With annoying predictability, Arach asked, ‘What now, boss?’
What now indeed.
‘I’m heading out to the accretion disc to find Mika,’ Cormac replied. ‘If you and Mr Crane here,’ he nodded to the brass Golem, ‘were to come with me, that would be more convenient, since then I wouldn’t have to find another ship.’ He shrugged. ‘Or you can go your own way. I would say that things are going to be a bit hot for all three of us in the Polity right now.’
‘But I meant,’ said Arach, ‘what now?’ The spider drone reached up tentatively and tapped one sharp foot against the grey orb.
Cormac weighed the thing for a moment.
‘Here, you take this,’ he said, then tossed it to Mr Crane, who snatched it from the air snake-fast.
The brass Golem held the orb for half a second, before saying, ‘He must pay,’ then crushed Earth Central to fragments, and scattered crystal glitter about his lace-up boots.
Cormac guessed Crane must be choosy about what he included in his collection of toys.

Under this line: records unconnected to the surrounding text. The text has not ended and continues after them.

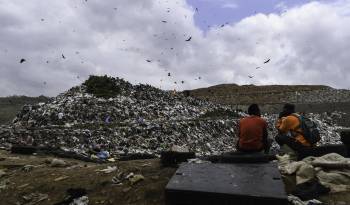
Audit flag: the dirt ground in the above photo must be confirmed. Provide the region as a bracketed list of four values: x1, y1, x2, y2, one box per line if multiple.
[0, 150, 176, 205]
[1, 150, 350, 205]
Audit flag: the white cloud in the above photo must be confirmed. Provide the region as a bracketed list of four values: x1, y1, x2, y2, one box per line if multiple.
[0, 0, 350, 96]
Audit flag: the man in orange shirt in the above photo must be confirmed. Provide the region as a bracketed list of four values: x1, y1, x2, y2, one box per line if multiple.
[275, 104, 311, 153]
[237, 104, 269, 154]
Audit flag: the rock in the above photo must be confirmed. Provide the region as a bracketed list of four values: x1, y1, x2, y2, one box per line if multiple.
[50, 159, 67, 167]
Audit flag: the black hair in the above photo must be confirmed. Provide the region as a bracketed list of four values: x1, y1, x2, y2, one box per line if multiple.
[248, 104, 261, 116]
[282, 103, 295, 115]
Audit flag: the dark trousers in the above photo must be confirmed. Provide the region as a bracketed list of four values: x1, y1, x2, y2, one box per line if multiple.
[275, 134, 307, 153]
[236, 138, 272, 154]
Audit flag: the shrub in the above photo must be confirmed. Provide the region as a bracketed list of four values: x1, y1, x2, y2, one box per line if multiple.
[83, 75, 121, 98]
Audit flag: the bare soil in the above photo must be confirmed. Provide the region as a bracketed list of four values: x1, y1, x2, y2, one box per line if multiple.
[0, 150, 176, 205]
[1, 150, 350, 205]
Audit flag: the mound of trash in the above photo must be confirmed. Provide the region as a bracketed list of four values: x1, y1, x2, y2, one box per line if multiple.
[0, 76, 344, 158]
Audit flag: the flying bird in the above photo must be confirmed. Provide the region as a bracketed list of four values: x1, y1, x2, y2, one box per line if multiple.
[168, 73, 171, 77]
[161, 20, 167, 23]
[181, 81, 184, 84]
[185, 36, 192, 41]
[62, 54, 66, 59]
[146, 59, 152, 62]
[264, 59, 270, 64]
[256, 67, 261, 69]
[20, 58, 26, 63]
[248, 75, 254, 78]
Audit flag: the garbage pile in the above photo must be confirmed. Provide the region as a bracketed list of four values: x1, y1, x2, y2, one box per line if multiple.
[0, 76, 345, 158]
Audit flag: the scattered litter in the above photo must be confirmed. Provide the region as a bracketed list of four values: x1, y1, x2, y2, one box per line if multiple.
[0, 170, 6, 178]
[0, 179, 10, 191]
[96, 151, 110, 160]
[54, 176, 69, 182]
[129, 174, 145, 185]
[187, 158, 211, 164]
[97, 166, 117, 174]
[287, 195, 322, 205]
[22, 192, 49, 204]
[107, 158, 116, 162]
[18, 183, 30, 189]
[69, 196, 89, 205]
[170, 145, 189, 153]
[54, 188, 87, 205]
[122, 187, 131, 193]
[51, 159, 67, 167]
[111, 176, 123, 185]
[22, 165, 35, 172]
[125, 172, 134, 179]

He gazed down at the glitter for a moment, then up at the sky, trying to fix that blue in his mind. ‘Time to go,’ he said.

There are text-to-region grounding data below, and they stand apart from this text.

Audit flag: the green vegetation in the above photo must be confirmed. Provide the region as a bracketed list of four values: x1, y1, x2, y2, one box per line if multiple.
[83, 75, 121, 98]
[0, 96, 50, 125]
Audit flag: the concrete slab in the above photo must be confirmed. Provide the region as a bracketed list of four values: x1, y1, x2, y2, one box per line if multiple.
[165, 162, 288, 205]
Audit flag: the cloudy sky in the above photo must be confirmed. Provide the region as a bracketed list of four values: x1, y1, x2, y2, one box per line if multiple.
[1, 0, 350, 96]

Another one of those ridiculous myths that seems to have become a stand-in for religion and a sop for humans ashamed to be not only less able than their creations but ruled by them is the avenging angel, the modern-day Nemesis. Sometimes this character is accompanied by Mr Crane, by a steel spider, by a woman with mysterious powers, or by any combination of each and all of them. Inevitably he and his companions are associated with that all-too-real alien entity, Dragon. This godling, this Nemesis, has great powers, for he can get to any AI, anywhere, and then kill it. He is there to keep our masters in line. Sometimes he is referred to as Ian Cormac, or Agent Cormac (associations there with those dangerous heroes of ECS). It is complete wishful thinking, of course, and all too ridiculous to be true…
— Anonymous
Orlandine woke immediately, but her perception was sluggish, crippled because a vast proportion of her resources was simply unavailable. The photovoltaic cells on the surface of her interface sphere were supplying just enough energy for her to wake and to power up the passive sensors dotted about the same surface. Her body temperature sat a spit or two above absolute zero, and though the cryonic technique she had used as she froze would have prevented the formation of damaging ice crystals, she knew there would still be a lot of repairs to make. She also needed much more power than was presently available to be able to think at more than a mere human level, and to see her surroundings with more than the present limited proportion of the electromagnetic spectrum available to her.
Belatedly, she checked the time, wondering if the universe was filled with dead suns and red giants, and whether her present wakefulness was due to her briefly warming herself on its cooling embers. But a mere two hundred years had passed.
Orlandine was astonished, then fatalistic. Unless she had somehow beaten the huge odds stacked against her, there was only one reason for her to be awake now: someone had come looking for her. She wondered why. Surely the Polity AIs would not bother waking her from certain death merely to execute sentence upon her? Or perhaps they were waking her so they could study her? She concentrated her severely hampered faculties on available sensor data.